和字書体「おゝくれたけ」、漢字書体「伯林」と組み合わせる欧字書体として「K.E.Sagittarius」を選びましだ。もとになったのは、ヘルマン・ベルトルト(1831-1904)のベルトルド活字鋳造所が1896年に発表したサン・セリフ体「アクチデンツ・グロテスク」です。「KOくらもち銘石B」などにも「K.E.Sagittarius-Bold」が組み込まれていますが、「おゝくれたけ伯林」として組み合わせるために、ラインやウィドゥスなどを再設定するつもりです。

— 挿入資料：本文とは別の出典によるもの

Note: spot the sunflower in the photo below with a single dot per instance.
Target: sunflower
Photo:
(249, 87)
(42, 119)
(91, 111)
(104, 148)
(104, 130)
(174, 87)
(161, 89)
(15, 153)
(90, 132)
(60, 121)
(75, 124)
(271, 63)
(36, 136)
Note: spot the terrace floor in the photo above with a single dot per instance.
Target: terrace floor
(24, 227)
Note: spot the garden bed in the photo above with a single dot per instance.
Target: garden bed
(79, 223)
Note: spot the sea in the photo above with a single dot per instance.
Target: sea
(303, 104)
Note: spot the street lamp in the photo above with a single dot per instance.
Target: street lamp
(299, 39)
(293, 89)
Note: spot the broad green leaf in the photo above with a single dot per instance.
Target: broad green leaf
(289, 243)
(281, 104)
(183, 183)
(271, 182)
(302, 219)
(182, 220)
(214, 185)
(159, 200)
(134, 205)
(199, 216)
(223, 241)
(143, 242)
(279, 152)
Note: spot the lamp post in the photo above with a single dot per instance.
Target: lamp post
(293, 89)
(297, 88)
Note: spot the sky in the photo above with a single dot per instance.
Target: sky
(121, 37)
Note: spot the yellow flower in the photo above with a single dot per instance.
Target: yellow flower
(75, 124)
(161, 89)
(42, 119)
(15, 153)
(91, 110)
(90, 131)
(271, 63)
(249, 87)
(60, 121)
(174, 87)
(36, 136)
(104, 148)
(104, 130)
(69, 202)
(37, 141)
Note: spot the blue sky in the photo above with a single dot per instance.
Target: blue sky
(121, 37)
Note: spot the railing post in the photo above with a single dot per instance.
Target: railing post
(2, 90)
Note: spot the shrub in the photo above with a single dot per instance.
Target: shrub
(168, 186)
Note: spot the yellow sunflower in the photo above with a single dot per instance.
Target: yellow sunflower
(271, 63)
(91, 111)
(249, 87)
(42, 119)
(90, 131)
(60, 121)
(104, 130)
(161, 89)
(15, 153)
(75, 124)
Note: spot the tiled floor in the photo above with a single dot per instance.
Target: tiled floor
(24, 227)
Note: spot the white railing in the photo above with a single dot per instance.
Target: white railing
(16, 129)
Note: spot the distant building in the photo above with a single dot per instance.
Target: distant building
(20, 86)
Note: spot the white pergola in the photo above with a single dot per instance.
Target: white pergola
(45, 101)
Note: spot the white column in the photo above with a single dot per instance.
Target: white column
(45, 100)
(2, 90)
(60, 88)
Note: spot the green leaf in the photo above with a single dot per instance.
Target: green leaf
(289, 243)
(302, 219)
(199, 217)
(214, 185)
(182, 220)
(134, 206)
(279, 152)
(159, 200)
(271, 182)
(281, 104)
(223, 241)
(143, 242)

中国庭園燕趙園(鳥取県湯梨浜町)、2022年8月16日訪問






「KOおゝことのは倫敦BK」の構想

和字書体「ことのは」は、和字書体三十六景第二集(2003)のなかの1書体として発売されました。「ことのは」の原資料は、『辞苑』(新村出編著、博文館、1935)の見出し語の書体です。
「和字アンチック体」においても字面を大きく設定することにより新しい可能性を見出すことができるのではないかと考えました。「おゝことのは」ファミリーも、形象をさらに検討するとともに、より一層汎用性を高めるために字面を大きめに設定しています。
漢字書体「倫敦《ロンドン》」は『座右之友』(東京築地活版製造所、1895)所載の「五號ゴチック形文字」を参考にしました。『座右之友』には、「五號ゴチック形文字」とともに「五號アンチック形文字」が掲載されています。ゴシック体の漢字書体が普及していったのに対してアンチック体の漢字書体はまったく見られないので、漢字書体のアンチック体がラインナップにほしいと思いました。「五號アンチック形文字」は江戸時代の看板文字などを参考にしたようにも思われますが、より現代的に解釈することにしました。
和字書体「おゝことのは」、漢字書体「倫敦」と組み合わせる欧字書体として「K.E. Pisces」を選びました。もとになったのは、ロバート・ベズリによる「クラレンドン」です。発売予定の「KOみなもと方広BK」にも「K.E. Pisces–Black」が組み込まれていますが、「おゝことのは倫敦」として組み合わせるために、ラインやウィドゥスなどを再設定するつもりです。